> You may view this letter in PDF format.
|U.S. Department of Justice |
Civil Rights Division
|Voting Section - Room 7254 - NWB||950 Pennsylvania Avenue, N.W.|
|Washington, DC 20530|
|May 20, 2003|
Ms. Ann McGeehan
Director of Elections
Office of the Secretary of State
P.O. Box 12060
Austin, Texas 78711-2060
Dear Ms. McGeehan:
This letter responds to your letter of April 2 to the Voting Section, requesting a formal opinion from the Department of Justice ("the Department") on certain issues concerning the Help America Vote Act of 2002, 42 U.S.C. Ð 15301-15545 ("HAVA"). I apologize for the delay in this response.
The Attorney General has assigned to the Civil Rights Division the Department's enforcement responsibilities under Section 401 of HAVA. Although the Department states its formal positions with respect to statutes it enforces only through case-by-case litigation, the Department does on occasion offer its general views on the manner in which it intends to enforce a particular statute or set of laws. Therefore, while we cannot issue a formal advisory opinion, we will attempt to answer the questions posed in your letter to the extent we can based on our responsibilities to enforce Title III of HAVA, which imposes uniform and nondiscriminatory election technology and administration requirements on the 55 States and Territories.
Your letter reiterates a question posed in a telephone inquiry which your office made to the Voting Section on March 19-20, concerning the effect of Section 301(a)(3)(B) of HAVA in political subdivisions which use hand-counted paper ballots. At that time, we returned the telephone call and responded to the question.
At the outset, we note that the requirements of Section 301 of HAVA apply only to an "election for Federal office," and as such, they apply only to political subdivisions, such as counties, which actually conduct federal elections. Section 301, by its terms, does not apply to jurisdictions, such as school districts, cities or special districts which do not conduct federal elections. Section 301 requires "[e]ach voting system used in an election for Federal office" to meet certain specified uniform and non-discriminatory standards as of January 1, 2006. We understand Section 301 is intended to embrace every voting system currently in use in the United States for conducting federal elections, including hand-counted paper ballots. There are three specific references to "paper ballots" in Section 301, most significantly in the definition of "voting system" in Section 301(b)(2)(E). This definition of "voting system" includes "the practices and associated documentation used...to make available any materials to the voter (such as notices, instructions, forms, or paper ballots)" (emphasis added).
While certain protections for paper ballot voting systems are built into Section 301(a)(1)(B) and Section 301(c), these protections only reinforce our view that Congress intended to include all paper ballot systems in the definition of voting systems in Section 301. These protections do not provide a general exemption for paper ballot systems from the Section 301 standards. See also H.R.Conf.Rep. No. 107-730, at 74 (2002).
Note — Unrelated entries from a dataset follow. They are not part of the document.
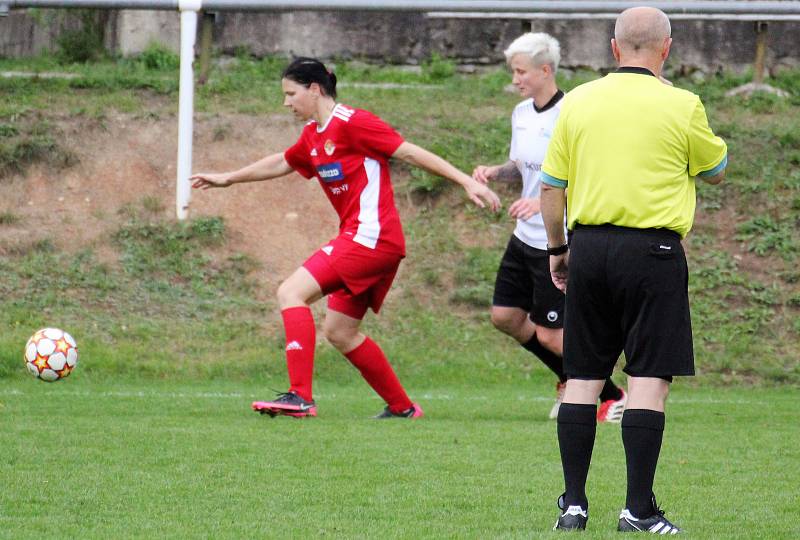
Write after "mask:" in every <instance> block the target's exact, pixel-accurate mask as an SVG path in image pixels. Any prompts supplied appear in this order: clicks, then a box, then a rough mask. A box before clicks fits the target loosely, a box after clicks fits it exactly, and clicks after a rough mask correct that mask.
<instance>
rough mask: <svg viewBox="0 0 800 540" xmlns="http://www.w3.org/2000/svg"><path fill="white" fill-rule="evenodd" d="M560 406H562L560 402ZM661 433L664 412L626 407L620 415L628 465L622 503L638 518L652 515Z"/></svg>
mask: <svg viewBox="0 0 800 540" xmlns="http://www.w3.org/2000/svg"><path fill="white" fill-rule="evenodd" d="M562 407H563V405H562ZM663 435H664V413H662V412H658V411H651V410H649V409H628V410H627V411H625V414H623V415H622V444H623V446H625V461H626V465H627V468H628V495H627V497H626V500H625V506H626V508H627V509H628V510H630V512H631V514H633V515H634V517H637V518H639V519H644V518H648V517H650V516H651V515H653V511H654V510H653V505H652V504H651V501H650V497H651V495H652V493H653V480H654V479H655V476H656V465H657V464H658V454H659V453H660V452H661V439H662V438H663Z"/></svg>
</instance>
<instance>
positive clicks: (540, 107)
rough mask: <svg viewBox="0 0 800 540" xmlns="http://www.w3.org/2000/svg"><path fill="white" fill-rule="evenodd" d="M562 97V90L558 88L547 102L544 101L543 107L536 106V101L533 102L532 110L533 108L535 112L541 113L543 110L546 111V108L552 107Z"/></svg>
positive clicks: (563, 96)
mask: <svg viewBox="0 0 800 540" xmlns="http://www.w3.org/2000/svg"><path fill="white" fill-rule="evenodd" d="M562 97H564V92H562V91H561V90H558V91H557V92H556V93H555V94H554V95H553V97H551V98H550V101H548V102H547V103H545V104H544V106H543V107H537V106H536V103H534V104H533V109H534V110H535V111H536V112H537V113H543V112H544V111H546V110H548V109H552V108H553V107H554V106H555V104H556V103H558V102H559V100H560V99H561V98H562Z"/></svg>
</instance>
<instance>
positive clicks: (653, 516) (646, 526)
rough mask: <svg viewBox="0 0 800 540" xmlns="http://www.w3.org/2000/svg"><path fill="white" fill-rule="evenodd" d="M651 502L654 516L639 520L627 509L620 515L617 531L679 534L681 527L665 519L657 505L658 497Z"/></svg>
mask: <svg viewBox="0 0 800 540" xmlns="http://www.w3.org/2000/svg"><path fill="white" fill-rule="evenodd" d="M651 502H652V504H653V515H651V516H650V517H648V518H644V519H637V518H635V517H634V516H633V514H631V513H630V511H629V510H628V509H627V508H626V509H625V510H623V511H622V513H621V514H620V515H619V526H618V527H617V530H618V531H620V532H649V533H653V534H678V533H680V532H683V531H681V529H680V528H679V527H676V526H675V525H674V524H672V523H670V521H669V520H668V519H667V518H665V517H664V511H663V510H662V509H660V508H659V507H658V505H657V504H656V496H655V495H653V496H652V499H651Z"/></svg>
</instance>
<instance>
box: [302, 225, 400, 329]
mask: <svg viewBox="0 0 800 540" xmlns="http://www.w3.org/2000/svg"><path fill="white" fill-rule="evenodd" d="M402 259H403V256H402V255H400V254H398V253H391V252H386V251H378V250H375V249H370V248H368V247H366V246H362V245H361V244H358V243H356V242H353V240H352V239H351V238H350V237H346V236H339V237H337V238H334V239H333V240H331V241H330V242H328V243H327V244H326V245H324V246H322V247H321V248H320V249H319V250H317V251H316V252H315V253H314V254H313V255H311V257H309V258H308V259H306V262H304V263H303V268H305V269H306V270H308V271H309V272H310V273H311V275H312V276H314V279H315V280H316V281H317V283H318V284H319V286H320V289H322V294H324V295H327V296H328V308H329V309H331V310H333V311H338V312H340V313H344V314H345V315H347V316H348V317H353V318H354V319H359V320H360V319H362V318H363V317H364V314H365V313H366V312H367V308H372V311H374V312H375V313H378V311H379V310H380V309H381V305H382V304H383V300H384V298H386V293H388V292H389V288H390V287H391V286H392V281H394V276H395V274H397V268H398V267H399V266H400V261H401V260H402Z"/></svg>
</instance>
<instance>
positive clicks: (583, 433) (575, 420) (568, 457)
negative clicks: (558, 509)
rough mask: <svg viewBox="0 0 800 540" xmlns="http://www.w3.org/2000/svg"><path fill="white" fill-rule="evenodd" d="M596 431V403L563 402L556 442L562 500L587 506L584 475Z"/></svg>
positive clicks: (560, 410) (587, 501) (587, 507)
mask: <svg viewBox="0 0 800 540" xmlns="http://www.w3.org/2000/svg"><path fill="white" fill-rule="evenodd" d="M596 431H597V405H579V404H576V403H562V404H561V407H559V409H558V446H559V447H560V449H561V466H562V467H563V469H564V486H565V488H566V489H565V494H564V503H565V504H566V507H569V506H572V505H580V506H581V507H582V508H584V509H588V508H589V501H588V500H587V499H586V476H587V475H588V474H589V463H591V461H592V448H593V447H594V435H595V432H596Z"/></svg>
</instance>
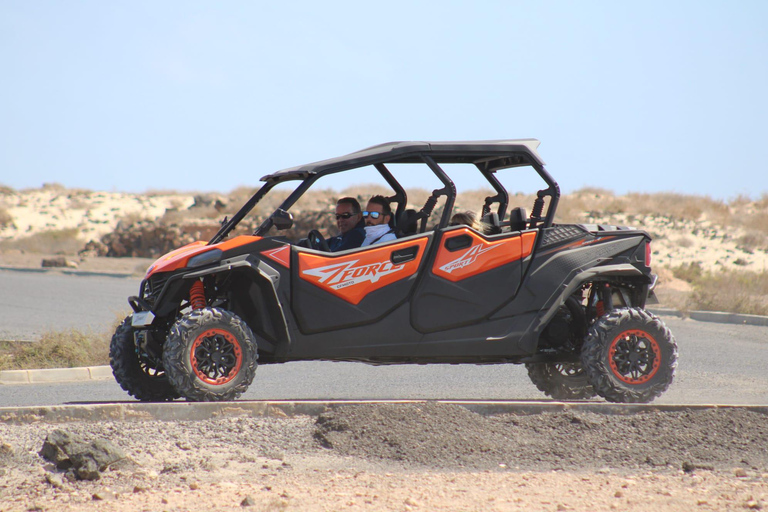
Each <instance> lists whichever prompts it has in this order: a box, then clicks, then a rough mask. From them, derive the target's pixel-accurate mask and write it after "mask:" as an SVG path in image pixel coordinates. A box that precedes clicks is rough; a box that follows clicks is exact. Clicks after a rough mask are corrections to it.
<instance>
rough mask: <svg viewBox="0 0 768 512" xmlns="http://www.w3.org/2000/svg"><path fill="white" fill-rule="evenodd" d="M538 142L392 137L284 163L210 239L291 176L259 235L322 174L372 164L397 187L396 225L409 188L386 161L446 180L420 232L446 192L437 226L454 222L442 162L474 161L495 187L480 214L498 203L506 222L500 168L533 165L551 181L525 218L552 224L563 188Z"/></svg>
mask: <svg viewBox="0 0 768 512" xmlns="http://www.w3.org/2000/svg"><path fill="white" fill-rule="evenodd" d="M538 146H539V141H538V140H536V139H519V140H492V141H479V142H478V141H472V142H391V143H386V144H381V145H378V146H373V147H370V148H366V149H363V150H360V151H357V152H355V153H351V154H349V155H345V156H341V157H336V158H331V159H328V160H322V161H320V162H315V163H311V164H305V165H302V166H297V167H292V168H288V169H284V170H281V171H278V172H275V173H272V174H268V175H266V176H264V177H263V178H261V181H263V182H265V183H264V185H263V186H262V187H261V188H260V189H259V190H258V191H257V192H256V193H255V194H254V195H253V196H252V197H251V198H250V199H249V200H248V201H247V202H246V203H245V205H243V207H242V208H241V209H240V210H239V211H238V212H237V213H235V215H233V216H232V218H231V219H229V220H227V219H225V220H224V222H223V223H222V227H221V228H220V229H219V231H218V232H217V233H216V234H215V235H214V236H213V238H211V240H210V241H209V242H208V244H209V245H213V244H216V243H219V242H221V241H222V240H223V239H224V238H226V237H227V235H228V234H229V233H230V232H231V231H232V230H233V229H234V228H235V227H236V226H237V225H238V223H239V222H240V221H242V220H243V218H245V217H246V216H247V215H248V213H250V211H251V210H252V209H253V208H254V207H255V206H256V205H257V204H258V203H259V201H261V199H262V198H263V197H264V196H265V195H266V194H267V193H268V192H269V191H270V190H272V189H273V188H274V187H275V186H277V185H279V184H282V183H286V182H289V181H299V182H300V183H299V185H298V186H297V187H296V188H295V189H294V190H293V192H292V193H291V194H290V195H289V196H288V197H287V198H286V199H285V200H284V201H283V202H282V204H281V205H280V206H279V207H278V208H277V209H276V210H275V211H274V212H273V213H272V214H271V215H270V216H269V217H267V218H266V219H265V220H264V221H263V222H262V223H261V225H260V226H258V227H257V228H256V230H255V231H254V233H253V234H254V235H255V236H265V235H266V234H267V232H269V230H270V229H271V228H272V227H276V228H277V229H285V228H288V227H290V226H291V223H292V216H291V214H290V213H289V212H288V210H289V209H290V208H291V207H292V206H293V205H294V204H295V203H296V201H298V200H299V198H301V197H302V196H303V195H304V193H305V192H306V191H307V190H309V189H310V188H311V187H312V186H313V185H314V183H315V182H316V181H317V180H318V179H320V178H322V177H324V176H327V175H330V174H335V173H340V172H344V171H349V170H352V169H357V168H361V167H365V166H373V167H374V168H375V169H376V170H377V171H378V173H379V174H380V175H381V176H382V178H383V179H384V180H385V181H386V182H387V184H388V185H389V186H390V187H392V190H393V191H394V192H395V193H394V195H392V196H389V197H387V200H388V201H389V202H390V203H392V202H394V203H397V207H396V208H393V211H394V219H395V226H396V227H397V225H398V224H399V223H402V222H403V219H404V215H405V214H406V203H407V194H406V192H405V189H404V188H403V187H402V185H401V184H400V183H399V182H398V181H397V180H396V179H395V177H394V176H393V175H392V173H391V172H390V170H389V168H388V167H387V165H388V164H408V163H420V164H425V165H426V166H427V167H428V168H429V169H430V170H431V171H432V172H433V173H434V175H435V176H436V177H437V178H438V179H439V180H440V182H441V183H442V185H443V186H442V187H441V188H438V189H435V190H433V191H432V194H431V195H430V197H429V198H428V199H427V201H426V202H425V204H424V206H423V207H422V208H421V209H420V210H419V211H418V212H411V214H410V216H409V220H410V221H411V222H417V223H418V224H417V231H416V232H417V233H423V232H424V231H426V224H427V219H428V218H429V217H430V215H431V214H432V211H433V209H434V207H435V206H436V204H437V202H438V200H439V198H440V197H442V196H445V198H446V202H445V207H444V209H443V213H442V216H441V218H440V221H439V224H438V225H437V227H438V228H443V227H445V226H447V225H448V223H449V220H450V217H451V214H452V211H453V206H454V201H455V199H456V186H455V185H454V183H453V181H452V180H451V179H450V177H449V176H448V175H447V174H446V172H445V171H444V169H443V168H442V167H441V164H472V165H474V166H475V167H476V168H477V170H478V172H479V173H480V174H481V175H482V176H483V177H484V178H485V180H486V181H487V182H488V184H490V186H491V187H492V188H493V190H494V191H495V193H496V194H495V195H491V196H488V197H486V198H485V201H484V203H483V205H482V210H481V211H482V213H481V216H482V217H485V216H486V215H488V214H489V213H491V212H492V211H493V210H492V208H491V207H492V206H493V205H494V204H498V206H497V207H496V210H495V213H496V215H497V218H498V221H499V222H500V223H502V224H503V223H504V221H505V215H506V210H507V207H508V206H509V193H508V191H507V190H506V188H505V187H504V185H502V183H501V182H500V181H499V179H498V178H497V176H496V173H497V171H500V170H502V169H508V168H513V167H521V166H530V167H532V168H533V169H534V170H535V171H536V172H537V173H538V175H539V176H540V177H541V179H542V180H543V181H544V182H545V183H546V184H547V187H546V188H544V189H541V190H539V191H538V192H537V194H536V199H535V201H534V204H533V208H532V211H531V215H530V217H528V218H527V219H526V224H527V226H528V227H529V228H534V227H544V228H547V227H551V226H552V224H553V222H554V216H555V211H556V209H557V204H558V201H559V198H560V188H559V187H558V185H557V183H556V182H555V180H554V179H553V178H552V176H550V174H549V173H548V172H547V170H546V169H545V168H544V162H543V161H542V160H541V158H540V157H539V155H538V153H537V151H536V149H537V147H538ZM547 198H549V201H548V202H547V201H546V199H547ZM545 205H546V211H545Z"/></svg>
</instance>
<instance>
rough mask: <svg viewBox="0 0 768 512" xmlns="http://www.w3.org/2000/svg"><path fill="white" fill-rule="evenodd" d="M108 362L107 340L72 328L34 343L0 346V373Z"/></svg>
mask: <svg viewBox="0 0 768 512" xmlns="http://www.w3.org/2000/svg"><path fill="white" fill-rule="evenodd" d="M108 363H109V338H108V337H107V336H105V335H96V334H93V333H90V332H81V331H77V330H75V329H70V330H66V331H51V332H46V333H45V334H43V336H42V338H41V339H40V341H37V342H30V343H19V342H1V343H0V370H28V369H33V368H75V367H80V366H96V365H104V364H108Z"/></svg>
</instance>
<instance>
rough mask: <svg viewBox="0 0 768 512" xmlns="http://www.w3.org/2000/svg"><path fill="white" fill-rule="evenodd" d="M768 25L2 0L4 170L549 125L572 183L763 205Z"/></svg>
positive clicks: (137, 163) (624, 12) (275, 4)
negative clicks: (760, 198) (669, 193)
mask: <svg viewBox="0 0 768 512" xmlns="http://www.w3.org/2000/svg"><path fill="white" fill-rule="evenodd" d="M767 25H768V2H765V1H761V0H756V1H730V2H726V1H720V2H714V1H705V0H702V1H658V2H657V1H643V2H615V1H578V2H575V1H539V2H531V1H499V2H495V1H478V2H468V1H467V2H455V1H412V2H400V1H387V2H379V3H375V2H334V1H324V2H257V1H248V2H246V1H237V2H235V1H229V2H225V1H222V2H209V1H200V2H195V1H183V2H182V1H165V2H158V1H130V2H129V1H110V2H103V1H68V2H61V1H35V0H20V1H16V0H0V184H4V185H7V186H11V187H13V188H17V189H22V188H30V187H39V186H40V185H42V184H43V183H48V182H57V183H61V184H63V185H65V186H67V187H78V188H88V189H92V190H114V191H127V192H142V191H146V190H158V189H174V190H182V191H221V192H227V191H230V190H232V189H234V188H236V187H238V186H240V185H256V184H257V182H258V179H259V178H260V177H261V176H263V175H264V174H267V173H269V172H272V171H275V170H278V169H282V168H285V167H290V166H294V165H297V164H301V163H305V162H310V161H315V160H320V159H324V158H328V157H332V156H336V155H339V154H344V153H348V152H351V151H355V150H358V149H362V148H364V147H367V146H371V145H374V144H378V143H381V142H386V141H392V140H472V139H507V138H529V137H532V138H537V139H539V140H541V141H542V144H541V146H540V148H539V151H540V153H541V155H542V157H543V158H544V160H545V161H546V162H547V169H548V170H549V171H550V173H551V174H552V175H553V176H554V177H555V179H556V180H557V181H558V182H559V183H560V187H561V189H562V190H563V191H564V192H566V193H567V192H570V191H573V190H576V189H578V188H581V187H585V186H591V187H601V188H606V189H610V190H614V191H615V192H617V193H625V192H629V191H643V192H645V191H648V192H653V191H672V192H681V193H690V194H698V195H709V196H711V197H714V198H721V199H729V198H732V197H734V196H736V195H738V194H745V195H750V196H752V197H759V196H760V195H761V194H763V193H768V124H767V123H768V121H767V120H768V30H766V28H765V27H766V26H767ZM478 185H480V182H478Z"/></svg>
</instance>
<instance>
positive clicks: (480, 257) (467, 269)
mask: <svg viewBox="0 0 768 512" xmlns="http://www.w3.org/2000/svg"><path fill="white" fill-rule="evenodd" d="M457 236H469V237H470V238H471V242H470V244H471V245H470V247H469V249H464V250H463V252H460V251H455V252H451V251H449V250H448V249H446V247H445V242H446V241H448V240H450V239H451V238H454V237H457ZM535 241H536V232H534V231H531V232H528V233H523V234H522V235H516V236H511V237H509V238H503V239H501V240H494V241H488V240H487V239H486V238H485V237H483V236H481V235H479V234H478V233H476V232H474V231H472V230H469V229H459V230H455V231H451V232H449V233H448V234H447V235H446V236H445V238H443V240H442V241H441V246H440V249H439V250H438V252H437V257H436V258H435V263H434V265H433V266H432V273H433V274H435V275H436V276H439V277H442V278H443V279H447V280H448V281H453V282H456V281H461V280H462V279H466V278H468V277H472V276H476V275H479V274H482V273H483V272H487V271H489V270H492V269H494V268H497V267H500V266H502V265H506V264H507V263H511V262H513V261H517V260H520V259H522V258H525V257H526V256H528V255H530V254H531V252H533V244H534V242H535ZM497 249H498V250H497ZM457 254H458V255H459V256H458V257H456V255H457Z"/></svg>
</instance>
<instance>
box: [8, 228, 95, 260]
mask: <svg viewBox="0 0 768 512" xmlns="http://www.w3.org/2000/svg"><path fill="white" fill-rule="evenodd" d="M78 234H79V231H78V230H77V228H69V229H58V230H51V231H43V232H40V233H35V234H34V235H31V236H28V237H24V238H19V239H17V240H4V241H2V242H0V249H17V250H20V251H24V252H33V253H39V254H62V255H74V254H76V253H77V251H79V250H80V249H81V248H82V246H83V243H82V241H80V240H79V239H78V237H77V236H78Z"/></svg>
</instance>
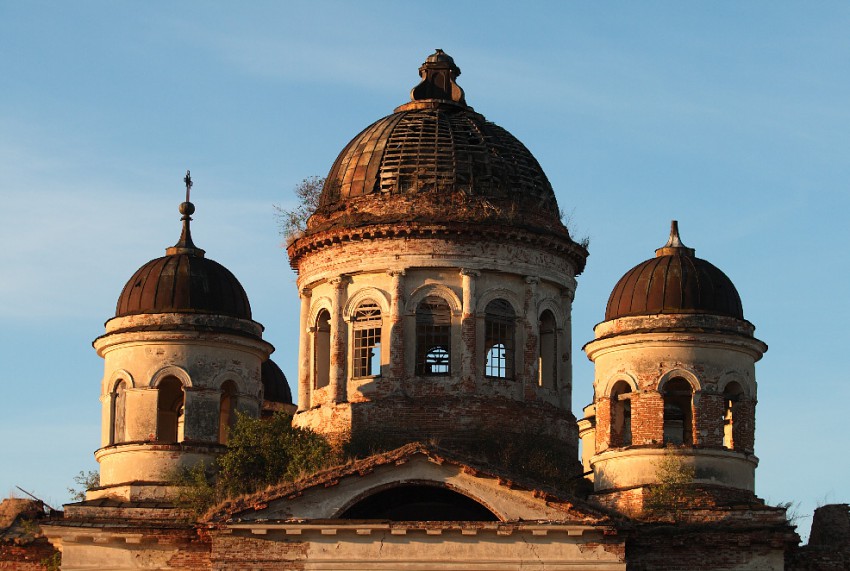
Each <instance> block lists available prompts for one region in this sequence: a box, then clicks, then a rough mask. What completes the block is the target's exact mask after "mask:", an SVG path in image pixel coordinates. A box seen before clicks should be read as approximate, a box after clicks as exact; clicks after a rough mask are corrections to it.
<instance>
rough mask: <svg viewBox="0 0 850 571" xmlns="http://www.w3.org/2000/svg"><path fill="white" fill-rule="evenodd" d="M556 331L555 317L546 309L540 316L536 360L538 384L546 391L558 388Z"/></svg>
mask: <svg viewBox="0 0 850 571" xmlns="http://www.w3.org/2000/svg"><path fill="white" fill-rule="evenodd" d="M557 354H558V330H557V326H556V324H555V316H554V315H553V314H552V312H551V311H549V310H548V309H547V310H545V311H544V312H543V313H541V314H540V351H539V359H538V363H537V365H538V367H537V371H538V372H537V374H538V384H539V385H540V386H541V387H545V388H547V389H555V388H557V387H558V363H557V360H556V359H555V356H556V355H557Z"/></svg>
Specifically, your question is directed to Section 301(a)(3)(A) of HAVA, which requires that each voting system used in federal elections must be accessible for persons with disabilities, including persons who are blind or have low vision. This requirement can be met through the use of at least one direct recording electronic ("DRE") voting system or other voting system equipped for individuals with disabilities at each polling place so that the individuals can vote independently and privately. We construe Section 301(a)(3)(B) to require, for federal elections, every polling place in the United States to have at least one DRE or other voting system accessible to individuals with disabilities, including polling places in counties which presently have hand-counted paper ballots. We note that, given current technology, there is little reason to differentiate between different types of paper ballot voting systems from a disability access standpoint - paper ballots generally present the same accessibility problems for voters with disabilities whether they are counted by hand or by a scanner.
The Election Assistance Commission ("EAC") will eventually issue voluntary guidance as to what constitutes an accessible voting system. Until the EAC guidance is adopted, the voluntary guidance of the Federal Election Commission ("FEC") can be used to determine the accessibility of voting machines. (These can be found at www.fec.gov/pages/vss/vss.html at section 2.2.7 of the Voting System Standards).